To produce thermogenesis, brown fat uses triglycerides and glucose in the bloodstream. “All published studies show the major capacity of brown fat to take up and assimilate blood glucose, making it a weapon for use against diabetes. It has also been shown that brown fat can burn extra energy if ingested with food. What is not known yet is how important it is and how it can be regulated,” pointed out Professor Nedergaard.

Although there are many ongoing studies, the main obstacle to find out the whole potential of brown fat is that “we still have no way of modifying the amount of this type of fat in humans, by using a drug, for example”, he indicated.

What appears to have been shown is that obese people have less of this brown fat than people with normal weight. “We don’t know, however, whether this low amount of brown fat (partly) explains why (some) people become obese. But in experimental animals, a lower activity of brown fat is sufficient to cause obesity,” explained Professor Nedergaard.

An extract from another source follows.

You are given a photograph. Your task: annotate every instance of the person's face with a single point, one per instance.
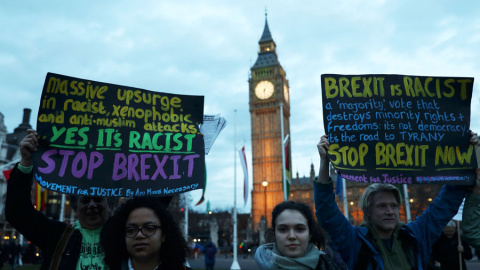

And the last part of the fat puzzle is a recent discovery, ‘brite’ or ‘beige’ fat. “These are normal fat cells that acquire properties of brown fat cells, including the capacity to burn excess energy, although to a smaller extent than brown fat.” The importance of this ‘new arrival’ is still under ‘investigation and discussion’.

The 20th International Congress of Nutrition, currently underway in Granada, is promoted by the IUNS and organised by the Spanish Nutrition Society in conjunction with the Iberoamerican Nutrition Foundation and the University of Granada.